A release Balaguer himself attributed the deaths to “prolonged low temperatures”, in addition to “risk factors typical of patients with psychiatric illnesses, the natural biological deterioration due to aging, respiratory” and chronic infections, such as cancer that Some patients suffered.
Without mentioning the deplorable conditions of the hospital, the lack of food for the patients and their helplessness against the cold, Balaguer agreed to appoint a commission to investigate “several deficiencies related to the failure to adopt timely measures.” “Those primarily responsible for these events,” he assured, “will be brought before the corresponding courts.”
José Ramón Balaguer, in addition to belonging to the so-called “historic generation” of the revolution, was part of the so-called “magnificent seven” of Fidel Castro
Several doctors and officials related to the hospital center were sentenced to prison. Although Balaguer was dismissed that same year as head of the Ministry of Public Health, he was not publicly reprimanded but instead held, until 2019, an obscure position in the Party’s Department of Foreign Relations. But in neither case did his changes in responsibilities entail a loss of influence, nor was he considered dismissed. The Guantanamo man was one of the incombustible members of the circle closest to the Castros.

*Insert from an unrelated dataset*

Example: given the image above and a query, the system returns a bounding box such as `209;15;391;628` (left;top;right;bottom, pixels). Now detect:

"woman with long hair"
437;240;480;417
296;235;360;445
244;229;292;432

José Ramón Balaguer, in addition to belonging to the so-called “historic generation” of the revolution, was part of the so-called “magnificent seven” of Fidel Castro: the leaders to whom he distributed power in 2006, after his illness.
A few years after Castro’s convalescence, several of these “unconditional”, such as Carlos Lage Dávila and Felipe Pérez Roque, already they had been banished from powerwhile Balaguer was removed from his ministerial functions and from his position as “main promoter” of the National and International Public Health Program.
After a brief exhibition in the Colón cemetery, the remains of José Ramón Balaguer will be buried in Santiago de Cuba, in the pantheon of the Second Eastern Front.